US power management firm Eaton is applying additive manufacturing to generating low-cost hydropower for the Department of Energy. As part of its government contract, Eaton is set to manufacture and test low-cost integrated hydropower turbines and generator sets, before trialling a scaled-down test generator next year.
The turbines will be used within US waterways, to tap in to the “50 gigawatts of potential capacity” that, according to Eaton’s principal engineer David Yee, “remains untapped at existing small-scale hydropower sites”, dams where hydroelectric conversion facilities do not yet exist.
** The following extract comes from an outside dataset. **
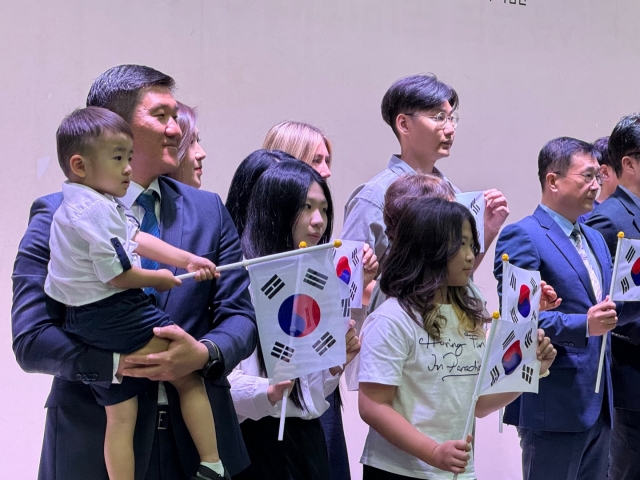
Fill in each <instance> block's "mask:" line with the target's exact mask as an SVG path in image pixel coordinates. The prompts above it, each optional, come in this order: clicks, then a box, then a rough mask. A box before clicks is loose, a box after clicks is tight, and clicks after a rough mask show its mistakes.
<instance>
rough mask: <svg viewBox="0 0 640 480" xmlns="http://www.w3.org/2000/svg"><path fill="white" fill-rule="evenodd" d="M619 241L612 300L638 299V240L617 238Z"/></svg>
mask: <svg viewBox="0 0 640 480" xmlns="http://www.w3.org/2000/svg"><path fill="white" fill-rule="evenodd" d="M618 241H619V242H620V249H619V252H620V253H619V257H620V258H616V261H615V263H616V265H617V269H616V271H615V272H614V280H613V298H612V299H611V300H613V301H614V302H638V301H640V240H631V239H629V238H621V239H618Z"/></svg>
Cost saving by 3D printing concept models
While Eaton is not the first to use 3D printing in hydroelectricity generation, its use of 3D printing for conceptualization is on a larger scale. As part of their design process for a modular helical rotor turbine-generator system, Eaton engineers plan on cutting costs by 3D printing the initial concept models. They will then 3D print test components to make the hydroelectric generators more cost-effective, thereby cutting the cost of the electricity. One of the main concepts to be tested is the efficiency of a solid polymer rotor against that of a hollow metal rotor.
The project is being undertaken with a view to reducing the cost of civil works as a whole, improving the efficiency of public money spent on infrastructure projects. Other more immediate considerations to be taken are the effect of climate change on water levels, and the passage of fish through the dams.
Not designing to manufacture, but manufacturing to design
Eaton’s additive manufacturing centre of excellence opened in 2016 at its innovation center in Southfield, Michigan. At the facility both metal and non-metal 3D printing, is used to produce complex high performance components, tools and fixtures through Direct Laser Metal Sintering and polymer printing.
As part of Eaton’s increasing use of additive manufacturing, engineers worldwide are now trained at the center of excellence. Ramanath Ramakrishnan, Chief Technology Officer at Eaton, commented on the positive effect that additive manufacturing would have on design and innovation, stating that it would “change the paradigm from a ‘design for manufacture’ to ‘manufacture to design’.”
Featured image shows an existing Eaton hydro-electric plant. Photo via Eaton.